Duta Besar Sam AS untuk Kebebasan Beragama Internasional Brownback menyatakan keprihatinannya dengan kejadian di Prancis. “Ketika Anda bertangan berat, situasinya bisa menjadi lebih buruk,” ujarnya.
Prancis tidak mungkin terlalu khawatir dengan pandangan ini dari perwakilan pemerintahan Trump yang akan keluar. Apa yang disebut larangan Muslim oleh Presiden Trump, yang melarang masuknya warga negara asing dari tujuh negara mayoritas Muslim, dikutuk secara luas di Prancis dan di seluruh dunia.

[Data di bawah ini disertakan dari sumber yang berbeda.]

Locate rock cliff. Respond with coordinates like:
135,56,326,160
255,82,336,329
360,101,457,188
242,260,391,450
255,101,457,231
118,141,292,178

Macron, menghadapi pemilihan 18 bulan dari sekarang, telah bergerak ke sayap kanan politik, di mana, dengan kiri compang-camping, pusat gravitasi dalam politik Prancis tampaknya terletak. Garis tegasnya tentang Islamisme dan pengenalan RUU keamanan yang banyak diperebutkan merupakan bagian dari evolusi strategis ini.
Dalam pidatonya di bulan Oktober, Macron mengakui bahwa negara Prancis telah menderita bentuk separatismenya sendiri, karena gagal mengatasi marginalisasi sebagian Muslim di Prancis. Dia bersumpah untuk memperbaiki kesalahan ini, tetapi hanya ada sedikit tindak lanjut.